Pandaan-Malang
Hal
yang paling males gue lakukan adalah balik ke tempat gue nimba. Nimba ember Bang? Bukan!! Nimba ilmu. Di luar panasnya gak ketulungan, itu
motivasi yang membuat enggan balik. Tapi mau gak mau gue harus balik dengan motivasi bakti kepada Ibu. Ya
syukurlah gue punya Ibu super yang kuat jungkir-balik-salto untuk membiayai kuliah.
Kunci,
HP, dompet, duit, SIM, STNK, sip udah semua,
—Berangkat—
Sepoi angin berhembus
berlawanan dengan arah yang gue tuju, membuat panas terik tak begitu terasa. Syukurlah. Namun sepoi angin menerbitkan
bahaya: Kantuk. Beginilah resiko naik motor gak ada teman ngobrol. Hampir di sepanjang perjalanan otak gue
kosong, bukan berarti otak gue gak ada cairan merah, ini cuma konotasi. Semoga saja
ada hal yang cukup menghibur jiwa gue yang haus akan kesenangan, selain bertemu teman indekos yang
rada-rada mirip penghuni
RSJ, dan indekos gue juga hampir menjadi RSJ.
Ada alasan mengapa disebut
RSJ. Pernah saat gue lagi di indekos, si Ibu indekos —panggil saja Mama— punya
peliharaan baru yaitu, anjing. Dia—anjing— dirantai di lantai dua, bersebelahan
dengan jemuran. Gery, namanya, mengonggong tiada henti dan volumenya makin lantang.
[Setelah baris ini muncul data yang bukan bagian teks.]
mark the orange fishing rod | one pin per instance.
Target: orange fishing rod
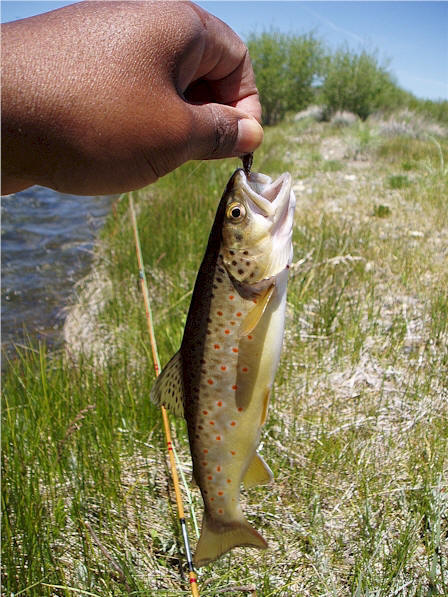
(166, 424)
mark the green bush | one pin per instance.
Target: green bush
(357, 83)
(286, 68)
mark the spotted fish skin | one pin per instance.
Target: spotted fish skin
(222, 376)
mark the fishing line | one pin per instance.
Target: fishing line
(166, 424)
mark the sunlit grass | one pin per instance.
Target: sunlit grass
(357, 432)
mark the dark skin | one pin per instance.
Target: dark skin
(106, 97)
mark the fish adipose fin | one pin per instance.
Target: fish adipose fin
(258, 472)
(168, 390)
(253, 317)
(216, 540)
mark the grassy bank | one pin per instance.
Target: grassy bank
(357, 433)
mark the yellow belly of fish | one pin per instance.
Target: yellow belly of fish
(236, 377)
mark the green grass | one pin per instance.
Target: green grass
(357, 433)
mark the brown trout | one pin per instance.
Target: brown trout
(221, 378)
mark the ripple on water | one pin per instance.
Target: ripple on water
(47, 242)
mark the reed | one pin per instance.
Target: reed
(357, 432)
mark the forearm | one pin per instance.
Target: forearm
(105, 97)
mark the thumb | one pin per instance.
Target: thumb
(220, 131)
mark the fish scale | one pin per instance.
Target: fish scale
(221, 378)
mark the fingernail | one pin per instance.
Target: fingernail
(250, 136)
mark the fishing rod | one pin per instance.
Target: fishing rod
(166, 423)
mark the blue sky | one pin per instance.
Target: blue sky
(412, 36)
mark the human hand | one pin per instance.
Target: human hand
(105, 97)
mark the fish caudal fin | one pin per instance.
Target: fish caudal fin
(168, 389)
(258, 472)
(216, 540)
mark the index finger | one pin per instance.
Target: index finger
(225, 66)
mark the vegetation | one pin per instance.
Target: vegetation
(357, 432)
(286, 68)
(293, 72)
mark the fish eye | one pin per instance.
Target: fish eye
(236, 212)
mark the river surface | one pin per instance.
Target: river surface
(47, 246)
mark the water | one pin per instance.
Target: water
(47, 244)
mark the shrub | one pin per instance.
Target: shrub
(357, 83)
(286, 68)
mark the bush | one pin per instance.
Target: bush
(358, 84)
(286, 68)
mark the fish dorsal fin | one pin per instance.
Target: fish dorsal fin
(258, 472)
(168, 390)
(253, 317)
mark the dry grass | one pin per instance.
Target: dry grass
(357, 434)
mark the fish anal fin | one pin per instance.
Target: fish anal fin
(168, 390)
(258, 472)
(253, 317)
(218, 539)
(264, 414)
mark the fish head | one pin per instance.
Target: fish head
(257, 226)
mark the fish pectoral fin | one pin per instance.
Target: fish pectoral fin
(258, 472)
(168, 390)
(253, 317)
(217, 539)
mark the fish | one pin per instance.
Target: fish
(221, 378)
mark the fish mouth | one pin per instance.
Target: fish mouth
(271, 199)
(275, 201)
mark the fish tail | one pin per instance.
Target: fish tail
(216, 540)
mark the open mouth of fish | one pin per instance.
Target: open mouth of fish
(271, 199)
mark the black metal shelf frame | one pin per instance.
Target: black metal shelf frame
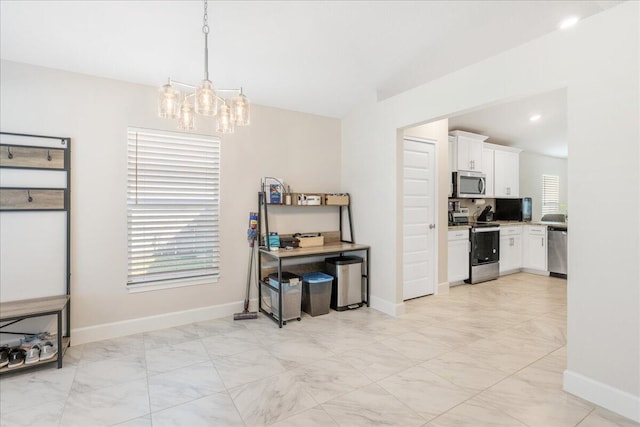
(63, 337)
(265, 250)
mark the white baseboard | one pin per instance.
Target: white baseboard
(443, 288)
(613, 399)
(152, 323)
(387, 307)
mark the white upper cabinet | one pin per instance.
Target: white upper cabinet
(487, 169)
(466, 150)
(506, 178)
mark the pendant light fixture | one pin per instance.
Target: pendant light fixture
(203, 99)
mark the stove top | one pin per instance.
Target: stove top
(485, 224)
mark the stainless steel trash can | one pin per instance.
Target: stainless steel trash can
(346, 292)
(291, 289)
(316, 293)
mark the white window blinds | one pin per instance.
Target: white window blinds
(550, 194)
(173, 200)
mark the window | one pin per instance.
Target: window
(173, 202)
(550, 194)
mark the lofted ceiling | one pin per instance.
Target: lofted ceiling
(509, 123)
(319, 57)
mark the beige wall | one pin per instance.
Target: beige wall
(438, 131)
(302, 149)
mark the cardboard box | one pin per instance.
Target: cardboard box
(307, 242)
(336, 199)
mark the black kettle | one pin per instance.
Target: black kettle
(486, 214)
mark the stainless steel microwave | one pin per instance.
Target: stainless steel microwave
(469, 184)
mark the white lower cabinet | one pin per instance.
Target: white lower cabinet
(458, 255)
(510, 248)
(535, 248)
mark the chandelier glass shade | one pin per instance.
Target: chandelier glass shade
(203, 99)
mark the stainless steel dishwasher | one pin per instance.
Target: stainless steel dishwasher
(557, 251)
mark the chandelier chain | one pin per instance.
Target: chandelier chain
(205, 26)
(204, 100)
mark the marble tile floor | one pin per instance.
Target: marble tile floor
(490, 354)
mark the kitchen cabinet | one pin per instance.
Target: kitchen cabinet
(466, 150)
(535, 248)
(510, 248)
(506, 177)
(487, 169)
(458, 255)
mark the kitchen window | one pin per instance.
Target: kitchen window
(173, 204)
(550, 194)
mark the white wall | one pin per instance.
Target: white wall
(302, 149)
(532, 167)
(598, 61)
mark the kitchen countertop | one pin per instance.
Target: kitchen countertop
(513, 223)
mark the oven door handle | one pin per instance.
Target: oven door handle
(485, 229)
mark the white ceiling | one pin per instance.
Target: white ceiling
(319, 57)
(509, 124)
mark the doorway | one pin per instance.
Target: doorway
(419, 213)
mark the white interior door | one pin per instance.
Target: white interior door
(419, 233)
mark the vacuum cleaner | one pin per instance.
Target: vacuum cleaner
(252, 234)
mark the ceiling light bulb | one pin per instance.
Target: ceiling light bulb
(225, 124)
(206, 99)
(168, 102)
(240, 110)
(569, 22)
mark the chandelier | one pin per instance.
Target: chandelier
(203, 99)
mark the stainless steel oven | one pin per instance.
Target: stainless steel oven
(484, 258)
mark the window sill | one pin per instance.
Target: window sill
(171, 284)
Lalu tetangga
bawah rupanya merasa terusik, penasaran lalu menuju ke atas,
"Puss..puss…diem..!!"
ia menunjuk-nunjuk Gery.
'Puss' yang umumnya
diperuntukkan seekor kucing, bukan anjing.
Indikator Mama lain lagi. Ini
waktu gue bayar bulanan indekos.
"Ma, ini bayar buat
bulan depan juga."
Gue ngerti sekarang tanggal dua belas, itu artinya gue telat bayar
dua hari.
"Iya," jawabnya
pendek sambil buka catatan pembayaran anak se-indekos.
"Seharusnya tanggal
sepuluh ya? Ya gini gak apa-apa,
meskipun telat, tapi tetep Mama tulis
tanggal sepuluh untuk pembayarannya."
Betapa sangat baik bukan? Dari dulu juga pembayaran
gak bakal diundur lah. Kalau ditulis tanggal 14, trus bulan depan gue sengaja bayar
telat lagi, dan seterusnya. Dengan perhitungan, gue akan menikmati kamar tanpa
membayar selama sebulan.
Tengok
spion kanan-sepi-salip-pindah ke haluan kiri-tambah kecepatan hingga motor
terasa bergetar, itulah keahlian dalam berkendara yang gue punya. Sampai di
pertigaan Purwosari, kujumpai pemusik sukses yang bernyanyi. Sukses?
Ya, sukses jadi tanggungan negara. Ah sudahlah.
Untuk melawan kantuk dalam
berkendara, sangat dianjurkan untuk bernyanyi gak jelas. Percayalah itu akan
sangat membantu. Dan selain kantuk, ada musuh lagi bagi para pengendara motor
yaitu, gas emisi dari truk-truk. Selain menggangu pernafasan, emisi itu juga akan
menjadikan wajah seperti tentara yang sedang gerilya. Dalam melawan dua bahanya
itu, terkuak fungsi lain dari helm. Pertama, helm mampu meredam suara fals sehingga
gak terdengar orang lain. Kedua, helm mampu membelokkan asap hitam emisi jahat
truk-truk.
—Lawang—
Pemandangan
indah gue
lihat di daerah Lawang, tepatnya saat melintasi fry over. Eh! Fly
over ding. Ketika tanjakan fly over, di sebelah kiri tampak bukit berjajar dengan beberapa cerobong asap pabrik
yang mengepul. Lalu ada awan putih menjadi hiasan diatas dan belakang
bukit.
Sempat
punya pikiran dan sempat kaget: tumben-tumbennya otak gue berpikir ya?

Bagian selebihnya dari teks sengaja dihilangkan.